Was die hohe Inflation für uns bedeutet.

17. Juni 2022

Corona und der Ukraine-Krieg lassen die Preise von Alltagsgegenständen in die Höhe schießen. Das Leben wird für viele langsam aber sicher nicht mehr leistbar. Diese Woche präsentierte die ÖVP ein Anti-Teuerungspaket - also Maßnahmen, die uns helfen sollen die hohen Preise zu kompensieren. Ein paar Gedanken dazu. 

 

Gastkommentar von Frederika Ferkova

 

Als ich diesen Monat meine Strom- und Gasrechnung bekommen habe, bin ich fast vom Sessel gerutscht. Geöffnet habe ich sie nach dem ich meinen Wocheneinkauf erledigt habe: 68 saftige Euro. Da war jetzt nicht der beste Schnitt des Bio-Rinds dabei, sondern einfache Eier, Milch und sonstige schnell verzehrbaren Dinge. Ich könnte schwören, dass ich noch vor zwei Jahren unter 50 Euro gezahlt habe. Die Inflation ist da und trifft mich als AMS-Bezieherin mit voller Wucht. Ich ernähre mich seit neuestem vegetarisch - nicht weil ich unbedingt will, sondern weil das Fleisch zu teuer ist.  Auch wenn ich mich weiterhin gerne nicht mit Wirtschaft und Politik auseinandersetzen würde: Ich muss es jetzt. Wir müssen es jetzt. Vieles ist nämlich auch einfach die Unfairness der Politik und müsste so nicht sein.

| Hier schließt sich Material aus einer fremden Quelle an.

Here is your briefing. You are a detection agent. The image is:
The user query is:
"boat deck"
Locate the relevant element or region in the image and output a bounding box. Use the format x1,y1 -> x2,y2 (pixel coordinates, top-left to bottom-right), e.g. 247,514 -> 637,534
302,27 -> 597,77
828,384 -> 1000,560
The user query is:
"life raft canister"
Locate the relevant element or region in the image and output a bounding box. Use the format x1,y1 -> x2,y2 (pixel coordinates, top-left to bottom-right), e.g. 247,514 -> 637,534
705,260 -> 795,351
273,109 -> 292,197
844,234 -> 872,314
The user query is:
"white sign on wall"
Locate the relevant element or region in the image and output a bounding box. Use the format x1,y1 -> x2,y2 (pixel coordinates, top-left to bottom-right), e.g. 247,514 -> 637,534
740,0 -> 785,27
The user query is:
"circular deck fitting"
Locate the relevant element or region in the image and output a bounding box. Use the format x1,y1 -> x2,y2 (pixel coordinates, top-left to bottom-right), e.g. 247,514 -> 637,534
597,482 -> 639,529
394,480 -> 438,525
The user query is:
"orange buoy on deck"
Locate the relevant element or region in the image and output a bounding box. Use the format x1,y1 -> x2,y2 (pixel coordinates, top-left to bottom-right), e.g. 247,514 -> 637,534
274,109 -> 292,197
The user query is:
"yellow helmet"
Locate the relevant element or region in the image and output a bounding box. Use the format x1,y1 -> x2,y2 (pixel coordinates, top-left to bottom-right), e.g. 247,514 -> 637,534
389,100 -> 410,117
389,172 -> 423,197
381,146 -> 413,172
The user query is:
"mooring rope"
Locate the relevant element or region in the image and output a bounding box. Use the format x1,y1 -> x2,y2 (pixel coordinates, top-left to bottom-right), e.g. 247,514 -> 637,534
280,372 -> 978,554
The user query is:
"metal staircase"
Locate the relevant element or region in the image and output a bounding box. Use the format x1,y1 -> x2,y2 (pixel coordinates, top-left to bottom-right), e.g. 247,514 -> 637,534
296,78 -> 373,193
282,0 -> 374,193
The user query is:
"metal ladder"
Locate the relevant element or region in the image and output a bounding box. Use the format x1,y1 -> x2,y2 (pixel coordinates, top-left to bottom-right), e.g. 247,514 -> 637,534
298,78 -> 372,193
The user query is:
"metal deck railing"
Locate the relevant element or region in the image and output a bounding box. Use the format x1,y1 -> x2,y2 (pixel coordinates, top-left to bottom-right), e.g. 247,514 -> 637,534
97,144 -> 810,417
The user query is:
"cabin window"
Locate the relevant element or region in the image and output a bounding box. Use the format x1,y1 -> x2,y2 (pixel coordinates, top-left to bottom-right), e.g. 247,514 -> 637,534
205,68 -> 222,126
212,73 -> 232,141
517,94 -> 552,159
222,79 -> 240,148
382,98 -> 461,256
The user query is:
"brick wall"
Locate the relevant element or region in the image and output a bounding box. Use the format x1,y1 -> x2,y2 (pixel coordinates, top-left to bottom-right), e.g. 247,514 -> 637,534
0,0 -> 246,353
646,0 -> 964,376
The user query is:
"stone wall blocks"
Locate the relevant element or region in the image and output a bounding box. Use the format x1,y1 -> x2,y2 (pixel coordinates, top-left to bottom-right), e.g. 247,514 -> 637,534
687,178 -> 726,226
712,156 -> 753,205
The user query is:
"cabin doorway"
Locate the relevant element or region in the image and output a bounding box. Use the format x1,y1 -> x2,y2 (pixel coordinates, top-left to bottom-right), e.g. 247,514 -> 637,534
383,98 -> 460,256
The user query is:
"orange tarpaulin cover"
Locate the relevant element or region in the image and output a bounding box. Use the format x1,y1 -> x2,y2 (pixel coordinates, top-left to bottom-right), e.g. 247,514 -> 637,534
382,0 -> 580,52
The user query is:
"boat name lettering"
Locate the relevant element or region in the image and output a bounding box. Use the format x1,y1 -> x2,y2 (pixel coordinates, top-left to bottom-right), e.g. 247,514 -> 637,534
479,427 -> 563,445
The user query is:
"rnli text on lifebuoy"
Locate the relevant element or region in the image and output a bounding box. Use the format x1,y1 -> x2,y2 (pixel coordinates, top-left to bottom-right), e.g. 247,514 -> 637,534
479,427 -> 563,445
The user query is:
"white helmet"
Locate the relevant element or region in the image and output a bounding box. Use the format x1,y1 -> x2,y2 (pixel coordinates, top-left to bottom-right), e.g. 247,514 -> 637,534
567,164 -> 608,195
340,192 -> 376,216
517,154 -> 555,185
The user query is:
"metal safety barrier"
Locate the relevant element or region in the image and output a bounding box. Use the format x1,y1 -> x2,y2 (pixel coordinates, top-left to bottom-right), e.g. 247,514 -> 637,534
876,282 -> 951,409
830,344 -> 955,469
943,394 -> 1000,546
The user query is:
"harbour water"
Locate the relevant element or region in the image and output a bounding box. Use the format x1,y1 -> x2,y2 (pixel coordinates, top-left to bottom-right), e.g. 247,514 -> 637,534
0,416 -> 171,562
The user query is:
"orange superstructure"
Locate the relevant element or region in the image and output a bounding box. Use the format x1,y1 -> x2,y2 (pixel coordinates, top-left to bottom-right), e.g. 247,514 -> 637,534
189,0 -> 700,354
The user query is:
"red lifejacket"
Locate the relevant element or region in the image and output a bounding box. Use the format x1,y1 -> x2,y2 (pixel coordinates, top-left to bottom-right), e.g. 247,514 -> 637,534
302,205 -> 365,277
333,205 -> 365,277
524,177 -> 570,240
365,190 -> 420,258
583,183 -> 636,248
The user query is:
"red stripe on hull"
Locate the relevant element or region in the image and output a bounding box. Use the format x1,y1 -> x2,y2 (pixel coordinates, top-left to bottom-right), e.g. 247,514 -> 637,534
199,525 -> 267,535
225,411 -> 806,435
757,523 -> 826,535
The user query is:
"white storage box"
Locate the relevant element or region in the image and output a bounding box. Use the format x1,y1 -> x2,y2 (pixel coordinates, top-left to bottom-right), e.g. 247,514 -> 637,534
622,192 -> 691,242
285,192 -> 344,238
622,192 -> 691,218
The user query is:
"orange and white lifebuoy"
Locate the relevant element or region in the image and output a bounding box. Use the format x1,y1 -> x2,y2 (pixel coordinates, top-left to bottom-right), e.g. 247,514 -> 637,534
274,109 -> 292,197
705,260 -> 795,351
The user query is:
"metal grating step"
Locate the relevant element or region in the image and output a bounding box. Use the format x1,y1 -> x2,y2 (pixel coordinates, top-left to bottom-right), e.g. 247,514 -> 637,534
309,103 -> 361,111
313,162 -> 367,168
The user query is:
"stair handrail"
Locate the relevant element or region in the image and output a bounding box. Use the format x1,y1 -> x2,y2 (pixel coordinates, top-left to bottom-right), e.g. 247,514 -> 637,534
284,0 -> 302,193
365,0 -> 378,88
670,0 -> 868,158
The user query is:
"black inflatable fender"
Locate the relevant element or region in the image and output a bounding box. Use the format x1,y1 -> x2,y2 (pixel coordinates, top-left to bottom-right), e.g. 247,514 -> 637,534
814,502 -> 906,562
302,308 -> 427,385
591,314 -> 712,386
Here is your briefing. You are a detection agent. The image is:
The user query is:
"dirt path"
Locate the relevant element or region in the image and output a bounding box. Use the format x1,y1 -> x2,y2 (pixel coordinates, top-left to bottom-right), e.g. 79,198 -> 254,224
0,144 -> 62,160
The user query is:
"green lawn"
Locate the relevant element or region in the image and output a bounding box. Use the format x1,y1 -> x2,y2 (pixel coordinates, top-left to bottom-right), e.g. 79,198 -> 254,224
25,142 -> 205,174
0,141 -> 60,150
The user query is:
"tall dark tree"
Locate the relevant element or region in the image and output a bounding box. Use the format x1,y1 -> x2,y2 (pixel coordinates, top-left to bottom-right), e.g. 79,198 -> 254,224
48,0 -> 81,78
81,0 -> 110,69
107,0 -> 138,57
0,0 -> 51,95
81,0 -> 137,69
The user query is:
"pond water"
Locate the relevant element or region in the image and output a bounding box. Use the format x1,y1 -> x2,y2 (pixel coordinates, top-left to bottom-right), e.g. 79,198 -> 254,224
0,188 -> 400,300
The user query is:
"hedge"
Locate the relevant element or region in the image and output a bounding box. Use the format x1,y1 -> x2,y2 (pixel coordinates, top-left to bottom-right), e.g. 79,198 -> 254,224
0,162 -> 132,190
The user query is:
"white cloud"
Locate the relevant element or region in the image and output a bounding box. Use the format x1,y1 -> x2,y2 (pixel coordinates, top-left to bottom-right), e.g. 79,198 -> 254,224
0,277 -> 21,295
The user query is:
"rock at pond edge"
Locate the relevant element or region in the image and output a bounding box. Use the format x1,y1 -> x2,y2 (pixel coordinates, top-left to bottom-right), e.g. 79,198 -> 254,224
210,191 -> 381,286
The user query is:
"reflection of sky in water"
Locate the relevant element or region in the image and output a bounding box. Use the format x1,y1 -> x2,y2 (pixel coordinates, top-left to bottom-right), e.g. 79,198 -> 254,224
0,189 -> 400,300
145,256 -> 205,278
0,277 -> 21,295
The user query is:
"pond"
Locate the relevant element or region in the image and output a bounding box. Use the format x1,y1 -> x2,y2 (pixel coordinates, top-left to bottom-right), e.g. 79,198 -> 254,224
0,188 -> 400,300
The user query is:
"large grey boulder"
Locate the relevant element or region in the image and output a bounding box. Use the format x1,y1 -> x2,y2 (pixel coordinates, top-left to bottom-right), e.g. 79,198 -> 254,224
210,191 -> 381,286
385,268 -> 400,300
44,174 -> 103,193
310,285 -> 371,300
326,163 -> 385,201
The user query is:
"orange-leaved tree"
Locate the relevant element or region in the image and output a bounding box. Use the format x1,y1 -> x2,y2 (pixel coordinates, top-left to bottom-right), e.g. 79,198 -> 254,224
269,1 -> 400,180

Fangen wir mal bei der Inflation an: Jedes Jahr werden Preise zirka 2% teurer. Das ist eigentlich nicht viel und sogar erwünscht. Zurzeit aber beträgt die Teuerung nicht 2 % und auch nicht 4% sondern sie liegt bei 7,7 %. Ganz schön viel. Vor allem ist es für Bezieher*innen von Sozialleistungen ganz schön viel: Immerhin werden Sozialleistungen in Österreich bis dato nicht automatisch an diese Teuerung angepasst. Das bedeutet: Familienbeihilfe, Kinderbetreuungsgeld, Studienbeihilfe, Schulbeihilfen, Karenzgeld, Arbeitslosengeld, Mindestsicherung und Notstandshilfe werden nur selten erhöht und das meistens kurz vor den Wahlen. So ist die Familienbeihilfe heute 30% weniger wert, als sie es vor 20 Jahren war.  Und erhöht wurde sie 2003, 2014, 2016 und zuletzt 2018 medienwirksam von der Politik, aber die Inflation macht sie eben auch nicht wett. Man könnte jetzt denken, dass es vielleicht einfach technisch nicht geht, so eine automatische Anpassung - aber in Österreich ist die Parteienförderung (einer der höchsten weltweit) schon automatisch indexiert, also an die Inflation angepasst. Im neuen Anti-Teuerungspaket wird endlich davon gesprochen Sozialleistungen auch anzupassen. 

Frederika Ferkova/bereitgestellt
Frederika Ferkova/bereitgestellt

2500 brutto war 2004 mehr wert als 2500 Euro brutto heute wert ist. 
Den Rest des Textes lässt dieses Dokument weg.